Even someone as informationally powerful as Bernanke is not omnipotent. He must operate under both the institutional constraints of being a lame-duck Fed Chairman and the personal constraints of wanting to cement a legacy … both of which are very powerful and inherently risk-averse forces. To convince the market that the Wednesday announcement meant something different from its plain-faced interpretation would require a wholesale dismantling of prior communications linking unemployment thresholds to QE tapering, and that’s something Bernanke will be extremely loathe to do unless he has the formal backing of the FOMC and/or things get a whole lot worse.
Keep in mind, too, that Bernanke’s signals are not communicated to us directly, but are mediated by a host of self-serving entities, from political institutions to individuals (including Bernanke himself) to corporations large and small.

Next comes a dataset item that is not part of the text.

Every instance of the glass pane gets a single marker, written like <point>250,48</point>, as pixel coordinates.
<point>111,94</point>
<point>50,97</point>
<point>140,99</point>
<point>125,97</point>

In the absence of Bernanke making a public mea culpa on tying Fed monetary accommodation to the unemployment rate, the best thing for diminishing this market-negative Common Knowledge informational structure would be for these signal mediators to reduce the attention and meaning attached to the unemployment rate. But that ain’t happening.
The “good news” of a declining unemployment rate serves too many institutional and personal self-interests for this Narrative to weaken, no matter how weak the broader measures of US labor conditions might be.
For example, listen to what David Axelrod says about the unemployment rate in a panel discussion organized by Axelrod’s Institute of Politics: Campaign Strategists: 2012 Explained. It’s a long video, but for anyone interested in US politics it’s a must-see. Why did Obama win in November? Because the unemployment rate went down in the months leading up to the election. It wasn’t the Obama campaign’s use of Big Data. It wasn’t any failing in the Romney message or strategy. The economy got better, as evidenced and interpreted by the unemployment rate, and that swung a lot of undecided voters. That’s what won the election.
Or look at the ratings for CNBC on Jobs Friday versus any other day of the month … it’s not even close. Nuanced discussions of US labor conditions are for Charlie Rose, not Jim Cramer, which is why the former is seen by a handful of people on PBS and the latter is laughing all the way to the bank.
Everyone knows that viewing US labor conditions solely through this single constructed number is simplistic and kinda stupid. But so what? Everyone also knows that everyone knows that this number moves the market. Unless Bernanke reverses course and tells us otherwise, everyone knows that everyone knows that this is a crucial number for the Fed. And all signal mediators – from the White House to CNBC to everyone in-between – have a vested interest in keeping the Narrative of a “healing US labor market” intact. As a result, from an informational perspective it is now easier for this market to go down than to go up. Be careful out there.